Fewer positive admissions will result in fewer new cases within ICU.[10] Stochastic models show a wide range of possible outcomes from an initial set of conditions emphasising the need for prolonged observation of small populations.[10] In our preliminary report, we used an estimate of acquisition rate in the presence of known positives as a measure of effectiveness of MRSA control independent of prevalence and found no significant decrease.[6] In this longer study, this measure did decrease, suggesting some contribution from the new measures within ICU. But such was the decrease in the number of bed days occupied by positive patients that presence of more than one was rare so density of exposure decreased, and the practicalities of segregation and cohort nursing became easier. Hence, this may not have been a specific effect. The decrease in acquisition rate in the absence of known positives suggests that as overall infection control improved other means of spread within ICU, such as unidentified positives, carriage on the hands of the many visiting hospital staff and contamination of the inanimate environment also decreased.[3,12]

Extended observation showed reductions in both the number of MRSA bacteraemias and the proportion of those acquiring MRSA progressing to bacteraemia, the latter an improvement independent of prevalence.

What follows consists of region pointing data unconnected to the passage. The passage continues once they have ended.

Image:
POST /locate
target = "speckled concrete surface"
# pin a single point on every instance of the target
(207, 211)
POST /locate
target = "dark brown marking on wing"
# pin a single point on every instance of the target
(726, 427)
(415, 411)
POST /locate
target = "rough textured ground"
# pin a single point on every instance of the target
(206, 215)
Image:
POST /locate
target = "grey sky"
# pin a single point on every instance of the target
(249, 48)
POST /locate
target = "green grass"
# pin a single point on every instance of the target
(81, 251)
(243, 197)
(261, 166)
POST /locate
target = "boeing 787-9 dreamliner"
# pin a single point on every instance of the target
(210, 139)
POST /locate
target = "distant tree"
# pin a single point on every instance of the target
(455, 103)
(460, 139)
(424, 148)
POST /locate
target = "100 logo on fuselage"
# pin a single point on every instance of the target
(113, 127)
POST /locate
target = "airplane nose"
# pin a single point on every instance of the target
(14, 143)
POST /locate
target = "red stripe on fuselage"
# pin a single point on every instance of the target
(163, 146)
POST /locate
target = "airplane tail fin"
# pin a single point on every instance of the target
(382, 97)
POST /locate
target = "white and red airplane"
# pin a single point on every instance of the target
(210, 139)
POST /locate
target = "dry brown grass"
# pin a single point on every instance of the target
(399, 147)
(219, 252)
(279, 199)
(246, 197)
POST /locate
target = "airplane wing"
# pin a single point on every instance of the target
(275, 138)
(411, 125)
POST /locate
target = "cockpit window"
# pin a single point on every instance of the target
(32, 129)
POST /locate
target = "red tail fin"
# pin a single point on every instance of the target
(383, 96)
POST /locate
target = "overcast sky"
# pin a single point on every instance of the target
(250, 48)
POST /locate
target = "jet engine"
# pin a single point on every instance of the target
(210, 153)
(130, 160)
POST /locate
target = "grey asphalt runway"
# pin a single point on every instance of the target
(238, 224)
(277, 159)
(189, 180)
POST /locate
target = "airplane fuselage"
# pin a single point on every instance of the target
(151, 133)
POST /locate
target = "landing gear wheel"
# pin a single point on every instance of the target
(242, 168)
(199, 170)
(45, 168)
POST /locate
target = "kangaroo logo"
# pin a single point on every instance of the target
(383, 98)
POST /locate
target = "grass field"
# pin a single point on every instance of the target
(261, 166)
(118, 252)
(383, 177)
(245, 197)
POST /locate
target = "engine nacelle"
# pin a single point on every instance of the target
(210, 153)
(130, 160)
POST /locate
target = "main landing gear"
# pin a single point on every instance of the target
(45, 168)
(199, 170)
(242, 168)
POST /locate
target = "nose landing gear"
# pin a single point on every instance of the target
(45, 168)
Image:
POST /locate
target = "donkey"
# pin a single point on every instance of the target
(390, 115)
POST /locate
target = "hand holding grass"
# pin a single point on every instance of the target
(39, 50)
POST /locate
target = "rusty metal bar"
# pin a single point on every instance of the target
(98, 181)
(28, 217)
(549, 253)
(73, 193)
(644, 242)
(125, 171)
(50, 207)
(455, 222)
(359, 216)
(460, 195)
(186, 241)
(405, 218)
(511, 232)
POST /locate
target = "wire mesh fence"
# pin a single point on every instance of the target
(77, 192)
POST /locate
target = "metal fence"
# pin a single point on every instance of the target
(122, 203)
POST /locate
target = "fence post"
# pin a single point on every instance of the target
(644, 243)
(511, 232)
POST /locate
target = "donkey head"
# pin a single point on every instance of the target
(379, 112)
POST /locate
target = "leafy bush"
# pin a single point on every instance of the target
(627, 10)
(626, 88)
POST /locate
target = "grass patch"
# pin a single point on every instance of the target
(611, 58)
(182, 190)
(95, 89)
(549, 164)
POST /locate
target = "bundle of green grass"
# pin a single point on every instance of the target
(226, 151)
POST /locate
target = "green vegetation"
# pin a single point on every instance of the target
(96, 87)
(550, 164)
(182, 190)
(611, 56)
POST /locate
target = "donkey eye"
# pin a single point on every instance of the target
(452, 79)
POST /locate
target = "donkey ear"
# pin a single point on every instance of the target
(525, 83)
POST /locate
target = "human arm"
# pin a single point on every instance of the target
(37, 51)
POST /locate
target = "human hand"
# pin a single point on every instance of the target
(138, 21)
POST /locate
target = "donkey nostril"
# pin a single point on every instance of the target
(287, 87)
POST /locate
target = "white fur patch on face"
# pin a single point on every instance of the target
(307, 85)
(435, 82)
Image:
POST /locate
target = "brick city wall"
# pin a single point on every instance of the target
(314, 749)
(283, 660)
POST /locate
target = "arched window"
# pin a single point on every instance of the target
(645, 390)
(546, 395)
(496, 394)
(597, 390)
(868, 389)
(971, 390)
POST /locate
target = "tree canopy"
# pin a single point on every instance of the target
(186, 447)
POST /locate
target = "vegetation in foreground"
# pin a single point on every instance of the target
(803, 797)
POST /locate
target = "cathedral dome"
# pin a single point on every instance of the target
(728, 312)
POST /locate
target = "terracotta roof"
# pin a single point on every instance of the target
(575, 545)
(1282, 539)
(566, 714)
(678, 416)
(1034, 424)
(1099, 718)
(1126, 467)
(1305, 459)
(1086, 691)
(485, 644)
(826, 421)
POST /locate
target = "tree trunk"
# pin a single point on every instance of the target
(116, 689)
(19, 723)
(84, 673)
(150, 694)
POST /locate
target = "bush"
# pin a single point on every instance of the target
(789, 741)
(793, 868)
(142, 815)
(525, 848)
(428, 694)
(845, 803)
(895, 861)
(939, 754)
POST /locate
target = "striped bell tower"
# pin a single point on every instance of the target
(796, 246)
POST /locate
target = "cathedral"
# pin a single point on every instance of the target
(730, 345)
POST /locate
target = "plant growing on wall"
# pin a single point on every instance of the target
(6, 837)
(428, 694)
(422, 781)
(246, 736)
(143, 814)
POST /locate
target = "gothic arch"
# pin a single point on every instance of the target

The mechanism is uncertain. Better care of lines should reduce bacteraemias caused by many pathogens[13] while daily washing with a bactericidal agent should reduce those where skin contamination is an important precursor.[14] After the new measures, we reported no decrease in bacteraemias due to major pathogens other than MRSA[5,15] but growth of coagulase-negative Staphylococcus aureus from fewer blood cultures,[15] suggesting better skin decontamination.[16]

The efficacy of screening for MRSA in ICU has been long debated.[17-20] A recent study proposes a strategy of decolonisation of all ICU patients without screening,[21] a policy which has received strong support.[22] This study shows that control of MRSA in ICU is critically dependent upon infection control in the whole hospital. The epidemiology of MRSA in hospitals has been of successive waves,[23] so the welcome decrease in MRSA bacteraemias in UK hospitals[23,24] does not exclude further waves. Stochastic models show that MRSA can switch abruptly from epidemic to endemic status,[25] and our data suggest that this happened in our hospital at an unknown time prior to 1996.[5] It is salutary that it was 10 years before effective hospital-wide measures were deployed. Modelling predicts that it may take many years to regain control.[25] The improvements reported here follow six years of diligent application of new measures by all hospital departments and has fostered awareness of the importance of infection control. We are unable to estimate the efficacy of each of our additional measures, so premature abandonment of any element of our current policy might risk the return of the unacceptable levels of prevalence and acquisition seen so recently.